Furthermore, Osti pointed out that the two blank pages are missing a stamp that contains McCutchen's name and birth date - information that is supposed to be on every page to keep the record intact.

"Those are not the original pages from the chart," he said. "They were changed or deleted or lost or something. I don't know exactly what it is, but that's a pretty serious problem with the chart if we're doing a chart audit."

There are other problems with the medical record, Osti said: no notes documenting nurses' observations and care.

"I've never seen that before," he said.

Osti said the quality of McCutchen's medical record would "fail miserably" if it were examined by the Joint Commission, the predominant standards-setting and accrediting body in health care.

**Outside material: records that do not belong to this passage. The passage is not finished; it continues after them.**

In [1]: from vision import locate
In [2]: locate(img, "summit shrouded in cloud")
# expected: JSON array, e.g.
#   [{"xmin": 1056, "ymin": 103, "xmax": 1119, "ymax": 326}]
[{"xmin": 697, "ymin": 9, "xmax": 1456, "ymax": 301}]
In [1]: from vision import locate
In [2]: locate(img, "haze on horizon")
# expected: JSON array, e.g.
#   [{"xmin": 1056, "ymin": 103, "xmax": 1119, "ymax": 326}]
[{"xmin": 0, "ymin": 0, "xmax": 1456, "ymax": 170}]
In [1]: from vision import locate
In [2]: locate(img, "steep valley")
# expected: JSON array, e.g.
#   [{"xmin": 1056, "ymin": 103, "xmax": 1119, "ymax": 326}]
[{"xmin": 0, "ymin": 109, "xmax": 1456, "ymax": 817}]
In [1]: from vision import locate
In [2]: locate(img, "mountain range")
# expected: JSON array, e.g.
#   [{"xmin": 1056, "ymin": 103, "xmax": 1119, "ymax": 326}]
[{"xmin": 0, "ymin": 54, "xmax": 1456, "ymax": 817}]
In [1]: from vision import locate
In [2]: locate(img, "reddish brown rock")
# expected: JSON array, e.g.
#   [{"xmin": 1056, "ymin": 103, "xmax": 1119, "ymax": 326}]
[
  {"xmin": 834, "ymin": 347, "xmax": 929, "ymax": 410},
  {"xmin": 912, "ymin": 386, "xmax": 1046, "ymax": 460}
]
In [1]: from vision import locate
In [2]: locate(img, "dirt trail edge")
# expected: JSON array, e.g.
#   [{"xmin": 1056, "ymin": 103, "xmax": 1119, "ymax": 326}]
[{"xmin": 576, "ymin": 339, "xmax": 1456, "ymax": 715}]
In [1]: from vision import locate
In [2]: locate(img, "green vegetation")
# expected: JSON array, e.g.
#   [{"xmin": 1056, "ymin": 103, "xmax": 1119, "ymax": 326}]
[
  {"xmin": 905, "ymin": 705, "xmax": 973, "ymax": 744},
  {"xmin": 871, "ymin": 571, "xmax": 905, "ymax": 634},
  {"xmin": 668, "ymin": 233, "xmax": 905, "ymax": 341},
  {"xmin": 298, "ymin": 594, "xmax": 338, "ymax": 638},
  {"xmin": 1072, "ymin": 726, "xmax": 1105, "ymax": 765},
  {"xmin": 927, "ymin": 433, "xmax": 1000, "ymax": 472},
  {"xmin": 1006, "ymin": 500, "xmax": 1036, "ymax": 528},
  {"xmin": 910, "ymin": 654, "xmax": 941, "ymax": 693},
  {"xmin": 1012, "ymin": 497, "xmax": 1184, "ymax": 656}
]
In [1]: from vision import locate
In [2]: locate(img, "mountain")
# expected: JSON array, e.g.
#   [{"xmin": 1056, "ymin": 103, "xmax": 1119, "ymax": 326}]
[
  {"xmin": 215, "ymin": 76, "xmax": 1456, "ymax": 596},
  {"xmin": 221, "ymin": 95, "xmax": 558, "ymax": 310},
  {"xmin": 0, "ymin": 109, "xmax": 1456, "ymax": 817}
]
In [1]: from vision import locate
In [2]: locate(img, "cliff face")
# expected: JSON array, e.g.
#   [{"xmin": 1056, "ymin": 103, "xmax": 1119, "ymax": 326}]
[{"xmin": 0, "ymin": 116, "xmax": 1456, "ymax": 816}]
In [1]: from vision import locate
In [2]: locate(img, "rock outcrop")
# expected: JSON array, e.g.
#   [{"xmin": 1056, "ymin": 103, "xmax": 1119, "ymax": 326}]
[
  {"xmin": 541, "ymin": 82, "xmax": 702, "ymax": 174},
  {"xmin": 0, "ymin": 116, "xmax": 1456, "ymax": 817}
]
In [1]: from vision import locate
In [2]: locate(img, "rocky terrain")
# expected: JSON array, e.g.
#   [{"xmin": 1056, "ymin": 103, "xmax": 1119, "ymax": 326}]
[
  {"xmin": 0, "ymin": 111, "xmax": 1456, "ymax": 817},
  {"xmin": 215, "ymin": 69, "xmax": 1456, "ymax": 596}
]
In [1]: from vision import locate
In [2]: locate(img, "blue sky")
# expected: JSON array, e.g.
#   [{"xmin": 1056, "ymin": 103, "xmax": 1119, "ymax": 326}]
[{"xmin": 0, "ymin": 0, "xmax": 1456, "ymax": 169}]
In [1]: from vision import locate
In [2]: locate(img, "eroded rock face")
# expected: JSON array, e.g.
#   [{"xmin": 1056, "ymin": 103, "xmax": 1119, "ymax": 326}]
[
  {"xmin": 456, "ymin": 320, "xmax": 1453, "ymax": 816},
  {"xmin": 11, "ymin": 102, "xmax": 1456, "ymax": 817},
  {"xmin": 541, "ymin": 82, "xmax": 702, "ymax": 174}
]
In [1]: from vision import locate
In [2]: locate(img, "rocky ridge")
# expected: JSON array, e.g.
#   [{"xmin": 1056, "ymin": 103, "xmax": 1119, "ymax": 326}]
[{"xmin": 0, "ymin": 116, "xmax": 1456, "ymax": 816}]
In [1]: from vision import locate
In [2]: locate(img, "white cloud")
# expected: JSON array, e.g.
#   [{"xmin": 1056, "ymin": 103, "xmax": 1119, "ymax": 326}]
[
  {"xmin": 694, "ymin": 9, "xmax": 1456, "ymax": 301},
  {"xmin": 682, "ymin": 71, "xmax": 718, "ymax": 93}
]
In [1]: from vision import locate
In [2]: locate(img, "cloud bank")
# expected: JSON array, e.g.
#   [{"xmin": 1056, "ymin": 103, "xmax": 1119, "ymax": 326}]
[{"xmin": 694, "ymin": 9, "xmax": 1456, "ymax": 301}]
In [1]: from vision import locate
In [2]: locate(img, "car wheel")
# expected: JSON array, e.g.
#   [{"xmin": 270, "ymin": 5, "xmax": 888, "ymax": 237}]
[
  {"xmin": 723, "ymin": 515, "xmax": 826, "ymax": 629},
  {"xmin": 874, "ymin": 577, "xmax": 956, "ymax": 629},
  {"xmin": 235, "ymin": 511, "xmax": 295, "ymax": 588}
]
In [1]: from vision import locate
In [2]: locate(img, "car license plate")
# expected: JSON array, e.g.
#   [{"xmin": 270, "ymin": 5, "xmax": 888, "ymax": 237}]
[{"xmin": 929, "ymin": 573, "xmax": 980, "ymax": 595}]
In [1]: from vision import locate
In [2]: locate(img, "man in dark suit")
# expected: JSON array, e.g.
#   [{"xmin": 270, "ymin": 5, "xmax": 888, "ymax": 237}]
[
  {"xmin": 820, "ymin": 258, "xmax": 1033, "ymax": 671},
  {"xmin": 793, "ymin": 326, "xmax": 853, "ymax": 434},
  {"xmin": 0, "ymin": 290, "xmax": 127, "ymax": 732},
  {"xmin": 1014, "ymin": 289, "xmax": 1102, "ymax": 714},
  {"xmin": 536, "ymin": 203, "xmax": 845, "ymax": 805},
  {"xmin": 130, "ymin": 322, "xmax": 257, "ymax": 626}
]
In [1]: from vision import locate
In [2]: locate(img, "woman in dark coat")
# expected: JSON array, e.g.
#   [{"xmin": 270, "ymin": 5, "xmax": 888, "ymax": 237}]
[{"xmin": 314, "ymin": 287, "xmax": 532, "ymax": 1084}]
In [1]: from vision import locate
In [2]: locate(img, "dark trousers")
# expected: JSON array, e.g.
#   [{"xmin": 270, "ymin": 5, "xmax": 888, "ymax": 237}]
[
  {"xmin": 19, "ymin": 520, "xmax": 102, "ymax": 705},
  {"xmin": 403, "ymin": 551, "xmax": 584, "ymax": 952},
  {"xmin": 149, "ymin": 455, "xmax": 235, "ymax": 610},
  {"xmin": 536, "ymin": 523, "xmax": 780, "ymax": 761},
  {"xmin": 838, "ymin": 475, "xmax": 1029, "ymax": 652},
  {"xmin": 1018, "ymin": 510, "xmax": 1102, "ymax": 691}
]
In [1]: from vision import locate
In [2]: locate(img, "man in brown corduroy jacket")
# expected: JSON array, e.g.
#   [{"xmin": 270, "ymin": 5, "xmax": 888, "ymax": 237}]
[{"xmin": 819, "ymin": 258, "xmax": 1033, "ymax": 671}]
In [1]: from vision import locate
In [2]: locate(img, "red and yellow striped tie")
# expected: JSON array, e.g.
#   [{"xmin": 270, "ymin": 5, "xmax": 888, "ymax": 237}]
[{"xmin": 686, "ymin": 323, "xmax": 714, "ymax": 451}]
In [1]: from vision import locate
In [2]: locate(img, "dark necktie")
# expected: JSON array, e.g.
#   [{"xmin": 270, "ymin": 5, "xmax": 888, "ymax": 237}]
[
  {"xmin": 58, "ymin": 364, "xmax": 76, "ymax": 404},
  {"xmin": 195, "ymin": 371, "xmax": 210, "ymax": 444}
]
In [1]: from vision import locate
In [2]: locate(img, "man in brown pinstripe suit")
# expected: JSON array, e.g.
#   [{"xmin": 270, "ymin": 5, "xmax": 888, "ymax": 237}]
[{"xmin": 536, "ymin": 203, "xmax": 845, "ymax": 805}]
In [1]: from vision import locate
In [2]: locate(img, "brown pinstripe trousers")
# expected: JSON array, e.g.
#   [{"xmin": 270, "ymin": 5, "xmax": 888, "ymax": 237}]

When the McCutchens finally had a chance, weeks later, to read her medical records, they were stunned that Montevista had classified her admission as voluntary. The records include consent forms signed by McCutchen, which she says she thought were part of the legal admission process.

"I thought I had to" sign it, she said. "I didn't think I had a choice in the matter."

The couple and Silla met Monday with Montevista's administrators to learn the hospital's justification for holding her, and for explanations about the incomplete medical chart and what they say was poor quality of care. They say hospital officials provided no clear explanations. They said they have no interest in suing the company that owns Montevista, Tennessee-based Psychiatric Solutions Inc.

The McCutchens say they want nothing more than an apology and the payment of all medical bills related to Michelle McCutchen's stay. They also want what they say are flawed diagnoses by Ajayi - that she was mentally ill and histrionic - expunged from the record because it could prompt doctors to discount her legitimate complaints in the future.

They've received no promises from the administrators.

Wednesday, the couple received an $884 bill from the other hospital McCutchen was taken to.

McCutchen was finally able to get her depression treated by a psychiatrist , thanks to a referral from a church friend.

They paid out of pocket for his services and hope to be reimbursed by their insurance company.